The study suggests that optimism led to an 8 percent lower risk of repeat hospitalizations in the six months after one of these serious heart problems. However, gratitude did not make a significant difference in the outcome.
For the study, Huffman and colleagues studied data on 164 patients hospitalized for acute coronary syndromes between 2012 and 2014.
The study revealed that the optimists in the study were 8 percent less likely to return to the hospital for cardiac issues, and 6 percent less likely to go back for any reason.
Andrew Steptoe, a public health researcher at the University College London who wasn't involved in the study said,
"The situation of people suffering an acute cardiac event is different from that of people undergoing surgery: surgery is usually planned so the patient can prepare for it, whereas cardiac events often come out of the blue . But in both cases, a positive orientation is an asset."
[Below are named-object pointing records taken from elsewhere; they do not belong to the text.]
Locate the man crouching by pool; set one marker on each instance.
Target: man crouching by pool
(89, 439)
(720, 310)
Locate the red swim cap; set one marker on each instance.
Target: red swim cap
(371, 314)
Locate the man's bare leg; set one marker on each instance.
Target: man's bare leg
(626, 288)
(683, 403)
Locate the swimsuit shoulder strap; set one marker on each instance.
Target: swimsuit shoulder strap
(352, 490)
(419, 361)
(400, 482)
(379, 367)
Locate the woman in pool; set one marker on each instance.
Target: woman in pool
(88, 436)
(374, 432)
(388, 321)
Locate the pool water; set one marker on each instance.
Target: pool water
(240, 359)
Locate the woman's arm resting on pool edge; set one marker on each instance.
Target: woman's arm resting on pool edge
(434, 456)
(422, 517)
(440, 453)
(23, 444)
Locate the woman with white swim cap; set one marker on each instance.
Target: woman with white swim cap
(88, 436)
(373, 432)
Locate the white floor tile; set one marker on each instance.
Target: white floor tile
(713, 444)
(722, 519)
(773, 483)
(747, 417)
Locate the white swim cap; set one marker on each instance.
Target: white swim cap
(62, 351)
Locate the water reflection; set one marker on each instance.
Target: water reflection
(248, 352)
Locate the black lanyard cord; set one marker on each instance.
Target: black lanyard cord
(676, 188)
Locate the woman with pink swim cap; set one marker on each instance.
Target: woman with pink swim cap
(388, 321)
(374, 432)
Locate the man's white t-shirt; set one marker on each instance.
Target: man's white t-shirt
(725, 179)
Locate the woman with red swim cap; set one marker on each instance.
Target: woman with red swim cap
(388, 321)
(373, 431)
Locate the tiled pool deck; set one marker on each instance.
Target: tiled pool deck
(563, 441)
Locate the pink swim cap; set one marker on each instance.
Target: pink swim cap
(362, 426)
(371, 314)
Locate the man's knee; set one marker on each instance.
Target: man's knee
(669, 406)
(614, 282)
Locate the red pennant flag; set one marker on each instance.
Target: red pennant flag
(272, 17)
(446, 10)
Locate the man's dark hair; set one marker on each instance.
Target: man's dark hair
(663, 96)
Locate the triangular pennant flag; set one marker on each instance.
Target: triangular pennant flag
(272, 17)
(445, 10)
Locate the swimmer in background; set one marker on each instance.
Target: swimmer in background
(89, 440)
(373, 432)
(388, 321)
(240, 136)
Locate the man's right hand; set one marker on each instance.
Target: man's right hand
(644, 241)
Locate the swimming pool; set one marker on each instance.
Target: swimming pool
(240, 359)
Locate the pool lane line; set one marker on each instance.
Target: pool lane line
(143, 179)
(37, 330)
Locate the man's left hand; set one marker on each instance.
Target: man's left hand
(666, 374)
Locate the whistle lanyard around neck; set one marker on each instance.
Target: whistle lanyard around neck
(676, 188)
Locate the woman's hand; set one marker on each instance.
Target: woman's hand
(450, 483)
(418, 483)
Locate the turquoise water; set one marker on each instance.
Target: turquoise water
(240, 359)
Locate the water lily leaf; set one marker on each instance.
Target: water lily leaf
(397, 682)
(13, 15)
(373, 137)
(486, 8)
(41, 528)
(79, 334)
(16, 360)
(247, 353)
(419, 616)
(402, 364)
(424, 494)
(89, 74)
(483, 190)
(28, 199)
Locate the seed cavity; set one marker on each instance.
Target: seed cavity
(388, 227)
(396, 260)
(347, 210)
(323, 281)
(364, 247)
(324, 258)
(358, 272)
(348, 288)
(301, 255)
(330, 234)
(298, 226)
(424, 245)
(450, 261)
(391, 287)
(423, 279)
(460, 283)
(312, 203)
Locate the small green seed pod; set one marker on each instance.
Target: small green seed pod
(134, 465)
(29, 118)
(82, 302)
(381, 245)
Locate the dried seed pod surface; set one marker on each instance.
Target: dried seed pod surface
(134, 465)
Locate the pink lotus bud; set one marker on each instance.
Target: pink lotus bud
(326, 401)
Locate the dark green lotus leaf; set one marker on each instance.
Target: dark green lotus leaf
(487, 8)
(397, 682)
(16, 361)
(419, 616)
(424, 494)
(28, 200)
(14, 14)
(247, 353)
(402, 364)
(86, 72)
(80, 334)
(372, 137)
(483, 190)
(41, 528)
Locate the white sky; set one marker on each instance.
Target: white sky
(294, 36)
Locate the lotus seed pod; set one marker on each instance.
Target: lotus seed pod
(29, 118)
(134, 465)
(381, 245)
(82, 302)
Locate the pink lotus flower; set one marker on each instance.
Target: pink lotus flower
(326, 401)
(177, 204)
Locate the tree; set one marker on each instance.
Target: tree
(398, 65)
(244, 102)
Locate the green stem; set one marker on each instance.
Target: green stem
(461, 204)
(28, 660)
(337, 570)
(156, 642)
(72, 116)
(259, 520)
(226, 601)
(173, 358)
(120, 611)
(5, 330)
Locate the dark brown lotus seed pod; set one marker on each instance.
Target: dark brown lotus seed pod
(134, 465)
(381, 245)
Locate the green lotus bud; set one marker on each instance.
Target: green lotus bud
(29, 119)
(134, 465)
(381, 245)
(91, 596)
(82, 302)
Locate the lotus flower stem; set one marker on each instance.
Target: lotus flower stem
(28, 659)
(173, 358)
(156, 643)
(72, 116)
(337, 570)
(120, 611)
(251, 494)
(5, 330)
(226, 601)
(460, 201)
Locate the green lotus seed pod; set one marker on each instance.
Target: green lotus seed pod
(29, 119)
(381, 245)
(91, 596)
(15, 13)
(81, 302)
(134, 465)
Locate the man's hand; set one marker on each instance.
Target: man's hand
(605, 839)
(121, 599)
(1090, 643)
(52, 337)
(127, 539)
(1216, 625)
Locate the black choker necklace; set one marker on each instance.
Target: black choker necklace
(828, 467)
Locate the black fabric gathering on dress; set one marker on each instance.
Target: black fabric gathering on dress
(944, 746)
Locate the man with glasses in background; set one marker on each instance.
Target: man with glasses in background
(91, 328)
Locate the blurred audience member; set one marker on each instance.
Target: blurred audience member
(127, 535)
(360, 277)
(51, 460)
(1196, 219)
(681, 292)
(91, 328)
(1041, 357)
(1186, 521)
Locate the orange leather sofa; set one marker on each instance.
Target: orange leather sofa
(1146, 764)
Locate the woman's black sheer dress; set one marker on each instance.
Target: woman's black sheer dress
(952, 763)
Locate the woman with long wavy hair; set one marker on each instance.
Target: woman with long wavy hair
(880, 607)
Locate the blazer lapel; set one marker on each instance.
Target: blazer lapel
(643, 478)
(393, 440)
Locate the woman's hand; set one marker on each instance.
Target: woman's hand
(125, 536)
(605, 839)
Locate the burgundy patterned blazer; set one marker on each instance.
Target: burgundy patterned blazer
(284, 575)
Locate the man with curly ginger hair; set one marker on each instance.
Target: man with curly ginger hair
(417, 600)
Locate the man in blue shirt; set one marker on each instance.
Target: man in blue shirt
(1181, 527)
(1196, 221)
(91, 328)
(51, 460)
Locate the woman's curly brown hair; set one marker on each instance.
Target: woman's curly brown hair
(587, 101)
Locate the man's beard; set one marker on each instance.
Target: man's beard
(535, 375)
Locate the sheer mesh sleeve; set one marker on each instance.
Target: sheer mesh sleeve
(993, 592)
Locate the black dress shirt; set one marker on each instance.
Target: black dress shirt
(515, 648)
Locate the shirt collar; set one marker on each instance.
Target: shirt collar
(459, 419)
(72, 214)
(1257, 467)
The report was published online Dec. 8 in the journal Circulation.
According to Health, another study, published last spring in the journal Psychosomatic Medicine, revealed that among nearly 400 heart attack patients, the pessimistic patients were twice as likely to suffer from serious complications such as a second heart attack in the four years following their initial heart attack as compared to the optimistic patients.